TEMPO dulu dan TEMPO sekarang memang beda. Dulu kertas koran, kini kertas ”halus”, sekelas Newsweek dan Time. Dulu cermat dalam pemberitaan, sekarang kebanyakan opini dan wasangka terhadap fakta yang diberitakan dan kurang teliti. Inilah kesan pahitku membaca TEMPO Edisi 29 Juli 2001, ”Satu Republik Dua Presiden”.
Analisis mentah kelihatan jelas pada tulisan hlm. 33, sekaligus kurang teliti saat menyebut tersangka Ibrahim alias AMD, padahal yang benar Ibrahim, Amd. Amd adalah gelar, yaitu ahli madya, gelar keahlian untuk diploma 3.
Kesan ironi juga menggodaku kala di halaman 52 berita prestasi sepuluh siswa di Olimpiade sains menyebut, cara ”pengajaran matematika di sekolah sudah salah jalan. Guru seharusnya mengajarkan matematika sebagai ilmu deduksi atau penguraian dan pembuktian sebuah teorema. Tapi yang terjadi, guru memberikannya secara eksperimental.”
Ironinya ialah, Goenawan Mohamad di Catatan Pinggirnya—yang mengawalinya dengan kata ”ironi”—masih menyebut ”tak seorang pun tersenyum kecil mengenali kekuasaan...”. Sebuah generalisasi yang tak pakai nalar. Kapan Goenawan menanyai setiap orang?
Tentu yang salah bukan Goenawan, yang salah gurunya. Karena Al Zatrow, ketika ditanya Rosiana Silalahi dari SCTV, mengatakan bahwa yang tak mengerti adalah rakyat Indonesia, bukan Gus Dur, sebab Gus Dur adalah guru bangsa dan bangsa Indonesia adalah muridnya. Dia menjawab demikian ketika Rosi bertanya, mengapa GD suka membuat statemen yang membingungkan masyarakat, malah menyebut yang salah pers karena telah memelintir ucapannya. Sang pembantu pribadi GD ini tentu salah karena GD sendiri yang kemarin lalu dalam pidatonya menyebut bahwa Indonesia punya banyak orang pintar, tapi tak punya nurani. Sebab, kalau Zatrow benar, GD tentu pintar tapi tidak punya nurani. Tentu yang tidak pintar bukan GD, tapi Zatrow.

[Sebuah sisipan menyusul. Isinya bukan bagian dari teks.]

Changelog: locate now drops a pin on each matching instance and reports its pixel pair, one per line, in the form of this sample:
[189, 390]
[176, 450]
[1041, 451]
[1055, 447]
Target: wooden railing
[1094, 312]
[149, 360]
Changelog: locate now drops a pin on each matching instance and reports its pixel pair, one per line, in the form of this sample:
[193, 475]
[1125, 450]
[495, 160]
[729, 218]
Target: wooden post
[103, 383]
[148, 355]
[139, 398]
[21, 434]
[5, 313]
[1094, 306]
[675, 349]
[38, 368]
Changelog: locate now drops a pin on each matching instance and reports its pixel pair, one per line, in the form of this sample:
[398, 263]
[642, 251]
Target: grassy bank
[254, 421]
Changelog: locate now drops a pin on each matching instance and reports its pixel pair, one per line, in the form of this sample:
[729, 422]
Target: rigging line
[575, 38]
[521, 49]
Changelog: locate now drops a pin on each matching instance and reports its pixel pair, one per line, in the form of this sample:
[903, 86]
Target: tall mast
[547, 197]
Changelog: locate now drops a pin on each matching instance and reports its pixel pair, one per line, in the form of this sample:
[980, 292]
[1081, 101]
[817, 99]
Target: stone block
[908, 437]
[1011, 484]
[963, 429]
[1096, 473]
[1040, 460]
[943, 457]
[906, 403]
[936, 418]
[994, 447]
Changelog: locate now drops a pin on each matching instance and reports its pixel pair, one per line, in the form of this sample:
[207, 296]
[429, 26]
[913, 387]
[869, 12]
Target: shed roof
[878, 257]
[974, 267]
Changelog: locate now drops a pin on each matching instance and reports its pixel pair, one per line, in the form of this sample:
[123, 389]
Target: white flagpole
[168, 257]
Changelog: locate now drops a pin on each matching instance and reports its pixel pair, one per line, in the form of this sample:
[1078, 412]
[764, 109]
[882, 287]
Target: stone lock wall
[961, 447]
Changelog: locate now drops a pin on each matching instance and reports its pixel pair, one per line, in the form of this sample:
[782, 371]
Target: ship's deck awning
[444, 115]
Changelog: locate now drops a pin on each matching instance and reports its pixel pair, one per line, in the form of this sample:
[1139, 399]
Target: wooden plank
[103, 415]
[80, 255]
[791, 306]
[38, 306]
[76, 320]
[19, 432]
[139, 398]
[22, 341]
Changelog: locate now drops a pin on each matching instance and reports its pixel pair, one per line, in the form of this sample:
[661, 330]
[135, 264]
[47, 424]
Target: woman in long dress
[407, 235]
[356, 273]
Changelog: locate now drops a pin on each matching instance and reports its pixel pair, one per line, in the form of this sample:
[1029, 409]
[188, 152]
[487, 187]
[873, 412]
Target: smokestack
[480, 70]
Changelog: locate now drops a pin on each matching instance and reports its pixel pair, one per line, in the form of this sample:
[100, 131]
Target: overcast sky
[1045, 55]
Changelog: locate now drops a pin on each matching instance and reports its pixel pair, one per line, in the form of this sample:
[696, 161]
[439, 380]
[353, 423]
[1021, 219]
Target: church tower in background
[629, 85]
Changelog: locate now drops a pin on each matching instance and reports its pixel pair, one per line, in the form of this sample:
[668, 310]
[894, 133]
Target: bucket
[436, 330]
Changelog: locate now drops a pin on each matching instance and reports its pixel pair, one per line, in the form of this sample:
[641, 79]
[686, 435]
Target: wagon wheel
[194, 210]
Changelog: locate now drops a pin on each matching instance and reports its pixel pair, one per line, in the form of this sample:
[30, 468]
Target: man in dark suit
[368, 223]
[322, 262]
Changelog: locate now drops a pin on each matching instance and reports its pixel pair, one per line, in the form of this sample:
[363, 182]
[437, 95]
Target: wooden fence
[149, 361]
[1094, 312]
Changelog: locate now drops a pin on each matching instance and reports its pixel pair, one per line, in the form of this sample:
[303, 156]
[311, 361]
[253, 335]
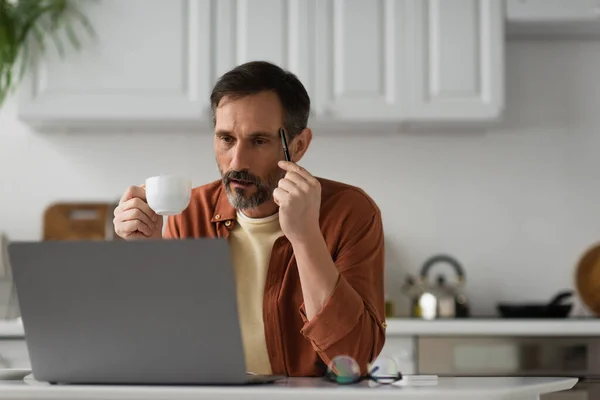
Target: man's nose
[240, 158]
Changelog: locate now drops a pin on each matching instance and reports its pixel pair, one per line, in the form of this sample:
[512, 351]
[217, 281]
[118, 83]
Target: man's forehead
[246, 118]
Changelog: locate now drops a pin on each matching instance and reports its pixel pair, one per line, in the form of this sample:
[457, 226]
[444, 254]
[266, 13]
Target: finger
[298, 180]
[133, 192]
[289, 186]
[280, 196]
[142, 206]
[129, 227]
[136, 214]
[293, 167]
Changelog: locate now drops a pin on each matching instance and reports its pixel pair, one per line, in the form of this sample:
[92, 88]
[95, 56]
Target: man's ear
[300, 144]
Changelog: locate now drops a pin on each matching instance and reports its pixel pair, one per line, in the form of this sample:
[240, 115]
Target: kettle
[439, 300]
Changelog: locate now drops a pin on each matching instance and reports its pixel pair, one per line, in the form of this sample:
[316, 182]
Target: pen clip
[284, 144]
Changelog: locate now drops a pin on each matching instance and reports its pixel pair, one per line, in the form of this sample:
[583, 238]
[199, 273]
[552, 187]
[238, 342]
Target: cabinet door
[401, 349]
[359, 59]
[455, 54]
[265, 30]
[150, 62]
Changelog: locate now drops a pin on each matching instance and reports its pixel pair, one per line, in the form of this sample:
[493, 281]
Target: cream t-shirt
[251, 242]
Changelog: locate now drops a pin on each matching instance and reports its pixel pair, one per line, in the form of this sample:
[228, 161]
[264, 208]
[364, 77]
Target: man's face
[248, 147]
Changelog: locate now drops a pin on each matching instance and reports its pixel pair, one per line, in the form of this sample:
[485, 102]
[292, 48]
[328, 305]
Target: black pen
[284, 142]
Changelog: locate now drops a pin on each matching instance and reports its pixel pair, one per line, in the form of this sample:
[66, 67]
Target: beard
[239, 198]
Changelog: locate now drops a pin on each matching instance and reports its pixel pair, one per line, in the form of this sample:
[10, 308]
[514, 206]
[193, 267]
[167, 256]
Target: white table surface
[296, 388]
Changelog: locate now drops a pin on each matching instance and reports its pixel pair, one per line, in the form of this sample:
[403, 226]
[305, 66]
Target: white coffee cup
[168, 194]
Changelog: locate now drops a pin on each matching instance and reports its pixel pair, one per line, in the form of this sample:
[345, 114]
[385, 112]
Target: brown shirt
[352, 321]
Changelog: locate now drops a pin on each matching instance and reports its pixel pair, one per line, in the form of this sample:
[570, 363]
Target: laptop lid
[153, 311]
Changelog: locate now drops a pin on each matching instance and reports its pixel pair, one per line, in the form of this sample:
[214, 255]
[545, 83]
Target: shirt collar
[224, 210]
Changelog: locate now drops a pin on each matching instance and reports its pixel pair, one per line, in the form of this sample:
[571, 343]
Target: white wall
[516, 205]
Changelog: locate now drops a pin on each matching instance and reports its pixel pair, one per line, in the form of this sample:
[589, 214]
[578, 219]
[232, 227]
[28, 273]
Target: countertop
[492, 326]
[468, 326]
[298, 388]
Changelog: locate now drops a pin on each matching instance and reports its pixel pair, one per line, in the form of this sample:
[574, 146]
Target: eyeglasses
[345, 370]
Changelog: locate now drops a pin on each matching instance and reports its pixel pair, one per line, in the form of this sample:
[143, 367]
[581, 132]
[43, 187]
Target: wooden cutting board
[79, 221]
[587, 279]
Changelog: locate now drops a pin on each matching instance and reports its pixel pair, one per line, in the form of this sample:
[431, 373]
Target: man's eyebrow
[252, 135]
[261, 133]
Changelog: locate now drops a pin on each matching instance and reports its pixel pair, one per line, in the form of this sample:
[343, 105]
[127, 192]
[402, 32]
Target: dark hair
[257, 76]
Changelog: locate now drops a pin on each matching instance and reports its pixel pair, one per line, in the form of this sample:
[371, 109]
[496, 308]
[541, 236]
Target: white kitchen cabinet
[402, 350]
[359, 60]
[269, 30]
[455, 60]
[154, 62]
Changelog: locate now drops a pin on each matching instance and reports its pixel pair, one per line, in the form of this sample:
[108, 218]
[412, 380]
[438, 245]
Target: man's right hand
[134, 219]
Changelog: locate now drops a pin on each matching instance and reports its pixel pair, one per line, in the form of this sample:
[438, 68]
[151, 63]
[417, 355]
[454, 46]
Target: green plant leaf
[24, 27]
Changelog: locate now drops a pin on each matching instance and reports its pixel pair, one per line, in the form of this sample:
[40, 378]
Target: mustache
[245, 176]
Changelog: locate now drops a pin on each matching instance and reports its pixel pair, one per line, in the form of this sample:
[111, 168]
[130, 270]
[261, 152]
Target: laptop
[131, 312]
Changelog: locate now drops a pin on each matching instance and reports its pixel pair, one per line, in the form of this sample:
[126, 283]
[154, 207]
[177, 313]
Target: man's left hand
[298, 196]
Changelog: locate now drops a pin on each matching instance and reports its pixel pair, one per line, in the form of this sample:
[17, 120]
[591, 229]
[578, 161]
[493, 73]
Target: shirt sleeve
[352, 320]
[171, 231]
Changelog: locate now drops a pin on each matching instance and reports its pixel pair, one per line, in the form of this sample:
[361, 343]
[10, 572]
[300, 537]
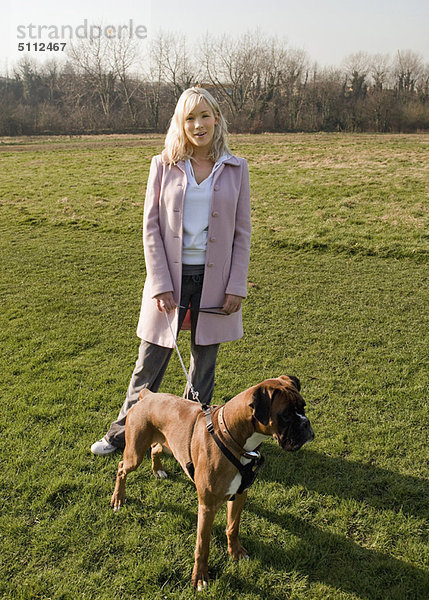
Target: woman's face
[199, 126]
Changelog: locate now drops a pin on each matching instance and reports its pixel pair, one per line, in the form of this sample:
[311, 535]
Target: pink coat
[227, 255]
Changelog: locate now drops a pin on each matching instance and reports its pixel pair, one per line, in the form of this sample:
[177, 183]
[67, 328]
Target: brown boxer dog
[272, 408]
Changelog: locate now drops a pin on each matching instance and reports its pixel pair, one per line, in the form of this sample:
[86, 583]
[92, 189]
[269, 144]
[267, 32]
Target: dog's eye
[283, 418]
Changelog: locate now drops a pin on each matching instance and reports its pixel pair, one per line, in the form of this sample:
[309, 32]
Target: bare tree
[408, 68]
[379, 70]
[93, 58]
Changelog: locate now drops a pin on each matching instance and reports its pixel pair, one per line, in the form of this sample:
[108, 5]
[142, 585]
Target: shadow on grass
[325, 557]
[338, 562]
[372, 485]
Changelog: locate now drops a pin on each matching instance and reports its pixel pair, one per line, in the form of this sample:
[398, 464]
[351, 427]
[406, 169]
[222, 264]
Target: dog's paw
[202, 585]
[160, 474]
[239, 553]
[116, 503]
[200, 580]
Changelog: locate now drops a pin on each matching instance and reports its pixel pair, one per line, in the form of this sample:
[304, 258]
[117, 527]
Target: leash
[195, 394]
[248, 471]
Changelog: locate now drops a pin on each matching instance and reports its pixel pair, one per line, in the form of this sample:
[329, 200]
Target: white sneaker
[102, 447]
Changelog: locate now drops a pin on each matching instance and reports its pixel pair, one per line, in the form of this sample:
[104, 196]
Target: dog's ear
[295, 381]
[261, 404]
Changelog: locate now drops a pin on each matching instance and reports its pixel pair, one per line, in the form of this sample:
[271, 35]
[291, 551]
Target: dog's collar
[223, 429]
[248, 471]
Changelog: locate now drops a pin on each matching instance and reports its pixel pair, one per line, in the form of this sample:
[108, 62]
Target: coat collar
[231, 160]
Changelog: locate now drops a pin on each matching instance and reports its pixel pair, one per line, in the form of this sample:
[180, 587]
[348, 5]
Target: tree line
[261, 83]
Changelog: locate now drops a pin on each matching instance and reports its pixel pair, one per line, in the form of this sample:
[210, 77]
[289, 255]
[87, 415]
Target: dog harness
[247, 471]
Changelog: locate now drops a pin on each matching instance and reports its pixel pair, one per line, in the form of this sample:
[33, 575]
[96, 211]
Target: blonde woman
[196, 237]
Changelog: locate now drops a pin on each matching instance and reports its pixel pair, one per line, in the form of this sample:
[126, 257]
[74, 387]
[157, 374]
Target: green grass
[338, 295]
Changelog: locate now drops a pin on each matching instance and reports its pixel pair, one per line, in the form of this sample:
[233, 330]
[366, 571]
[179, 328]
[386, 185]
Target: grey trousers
[153, 360]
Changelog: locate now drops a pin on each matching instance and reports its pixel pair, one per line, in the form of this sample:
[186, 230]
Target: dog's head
[278, 410]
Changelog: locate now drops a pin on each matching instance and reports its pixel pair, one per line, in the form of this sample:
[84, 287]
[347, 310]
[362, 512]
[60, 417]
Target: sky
[329, 30]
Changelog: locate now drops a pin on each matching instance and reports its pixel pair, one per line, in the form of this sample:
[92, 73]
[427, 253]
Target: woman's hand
[165, 302]
[231, 303]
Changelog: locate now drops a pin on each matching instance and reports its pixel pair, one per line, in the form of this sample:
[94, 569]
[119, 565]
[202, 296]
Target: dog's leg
[157, 468]
[235, 507]
[200, 573]
[133, 456]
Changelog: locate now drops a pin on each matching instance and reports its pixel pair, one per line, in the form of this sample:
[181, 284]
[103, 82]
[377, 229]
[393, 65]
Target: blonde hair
[177, 145]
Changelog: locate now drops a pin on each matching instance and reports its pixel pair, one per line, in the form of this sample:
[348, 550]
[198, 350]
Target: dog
[273, 408]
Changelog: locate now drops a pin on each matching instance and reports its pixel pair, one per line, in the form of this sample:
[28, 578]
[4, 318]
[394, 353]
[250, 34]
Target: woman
[196, 236]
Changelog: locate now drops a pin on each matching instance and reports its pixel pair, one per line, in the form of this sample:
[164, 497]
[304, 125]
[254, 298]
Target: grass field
[338, 295]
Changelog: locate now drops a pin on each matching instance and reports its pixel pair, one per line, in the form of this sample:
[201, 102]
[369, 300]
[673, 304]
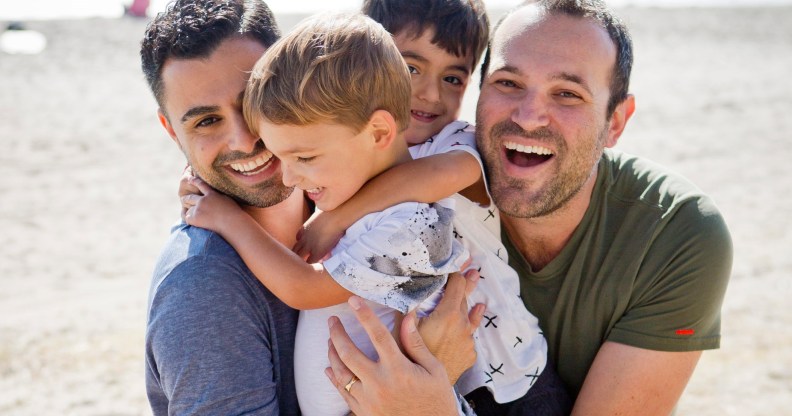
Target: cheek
[453, 102]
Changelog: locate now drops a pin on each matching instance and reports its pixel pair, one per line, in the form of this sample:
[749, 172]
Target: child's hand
[317, 237]
[208, 208]
[186, 188]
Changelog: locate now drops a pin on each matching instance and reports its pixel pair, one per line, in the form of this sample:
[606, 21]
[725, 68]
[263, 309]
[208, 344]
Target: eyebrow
[198, 111]
[206, 109]
[566, 76]
[420, 58]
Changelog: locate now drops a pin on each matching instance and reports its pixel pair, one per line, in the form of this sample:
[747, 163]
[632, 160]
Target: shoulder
[214, 331]
[198, 268]
[682, 211]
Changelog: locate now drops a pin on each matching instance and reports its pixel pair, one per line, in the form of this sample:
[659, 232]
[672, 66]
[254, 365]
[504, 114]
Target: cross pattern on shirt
[490, 214]
[534, 376]
[491, 321]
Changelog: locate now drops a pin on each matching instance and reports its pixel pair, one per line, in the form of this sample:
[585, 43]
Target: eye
[568, 94]
[506, 83]
[208, 121]
[453, 80]
[569, 97]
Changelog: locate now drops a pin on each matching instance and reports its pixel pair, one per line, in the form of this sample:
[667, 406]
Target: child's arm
[426, 180]
[295, 282]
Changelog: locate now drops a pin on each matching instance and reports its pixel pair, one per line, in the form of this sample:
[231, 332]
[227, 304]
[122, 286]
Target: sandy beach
[88, 181]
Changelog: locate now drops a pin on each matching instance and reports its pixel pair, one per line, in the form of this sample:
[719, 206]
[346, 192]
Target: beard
[262, 195]
[533, 198]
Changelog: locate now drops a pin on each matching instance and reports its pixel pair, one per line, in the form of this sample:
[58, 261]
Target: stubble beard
[264, 194]
[519, 198]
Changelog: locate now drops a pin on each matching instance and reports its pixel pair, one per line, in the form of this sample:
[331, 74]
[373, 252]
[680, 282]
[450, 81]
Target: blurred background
[88, 184]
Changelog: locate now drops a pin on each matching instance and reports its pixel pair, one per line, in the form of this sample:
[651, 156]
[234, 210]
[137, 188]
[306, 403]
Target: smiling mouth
[254, 166]
[423, 116]
[527, 156]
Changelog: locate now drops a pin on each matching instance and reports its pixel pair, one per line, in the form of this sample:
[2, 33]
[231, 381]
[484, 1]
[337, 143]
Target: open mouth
[423, 116]
[254, 166]
[313, 193]
[527, 156]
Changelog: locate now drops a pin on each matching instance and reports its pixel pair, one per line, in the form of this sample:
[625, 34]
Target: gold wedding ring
[351, 382]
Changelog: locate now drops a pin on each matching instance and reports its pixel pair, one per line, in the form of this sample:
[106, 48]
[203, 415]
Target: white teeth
[248, 167]
[539, 150]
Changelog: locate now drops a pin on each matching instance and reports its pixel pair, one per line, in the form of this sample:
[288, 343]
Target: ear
[167, 126]
[383, 128]
[619, 119]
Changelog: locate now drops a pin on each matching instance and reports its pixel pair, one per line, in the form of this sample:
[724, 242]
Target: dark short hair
[194, 28]
[461, 26]
[598, 11]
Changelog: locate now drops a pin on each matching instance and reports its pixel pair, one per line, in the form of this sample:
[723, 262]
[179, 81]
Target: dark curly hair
[461, 26]
[194, 28]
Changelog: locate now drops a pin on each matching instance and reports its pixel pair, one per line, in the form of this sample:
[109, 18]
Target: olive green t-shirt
[647, 267]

Di halaman 58, Sapardi Djoko D. menulis perihal bahasa Jawa. Setelah bercerita tentang dirinya yang lebih suka berbahasa Indonesia daripada ngoko kepada yang lebih tua dan anak-anaknya yang tak lagi berbahasa Jawa setelah mereka 25 tahun tinggal di Jakarta, ia menyimpulkan bahwa sedang terjadi proses penghilangan jenjang sosial dalam kebudayaan Jawa. Nalar macam mana ini. Yang terjadi pada orang Jawa di Jakarta bisa disimpulkan terjadi dalam kebudayaan Jawa? Siapa yang salah? Tentu gurunya Joko. Joko adalah doktor sastra Jawa, maka yang keliru tentu profesornya.